Dossier Spécial : La gestion de crise

Méthodologies et retours d’expérience

Les organisations ne sont pas par essence préparées à gérer les crises

« Pour celui qui croit, la preuve n’est pas nécessaire, pour celui qui ne croit pas, la preuve n’est pas possible », Stuart Chase.

Jean-François Mattei, alors ministre de la santé, prend la parole au journal de 20 heures le lundi 13 août 2003 pour commenter la vague de chaleur qui allait entraîner la mort de 15 000 français au cours de cet été. En duplex de sa maison secondaire dans le Var, en polo, détendu, il annonce une « situation maîtrisée ». Ni son cabinet, ni ses services, ni les autres organismes affiliés au ministère de la santé (Institut de Veille Sanitaire notamment) ne l’alerte sur la gravité de la situation.

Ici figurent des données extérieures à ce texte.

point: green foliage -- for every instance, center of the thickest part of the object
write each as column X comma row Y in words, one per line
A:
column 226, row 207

Pourtant, un médecin, Patrick Pelloux, président de l’association des médecins urgentistes hospitaliers de France, présent à Paris au moment des faits, informe dès le 7 août le ministère de la santé de l’encombrement des services d’urgence. Le 10, il fait même, selon les propres mots du journal Le Monde, « une intervention fracassante1 » à la télévision en soulignant la gravité de la situation en Ile-de-France. Malgré cette intervention, la Direction Générale de la Santé (DGS) se veut rassurante et confirme au ministre que tout est sous contrôle. Son intervention désastreuse au JT de TF1 ainsi que sa volonté de se défausser en partie sur la DGS après la crise démontrèrent à la fois le dysfonctionnement des services et l’inaptitude du ministre à gérer la crise. Quelques jours après, il n’aura d’autre solution que de présenter sa démission au Premier Ministre, Jean-Pierre Raffarin.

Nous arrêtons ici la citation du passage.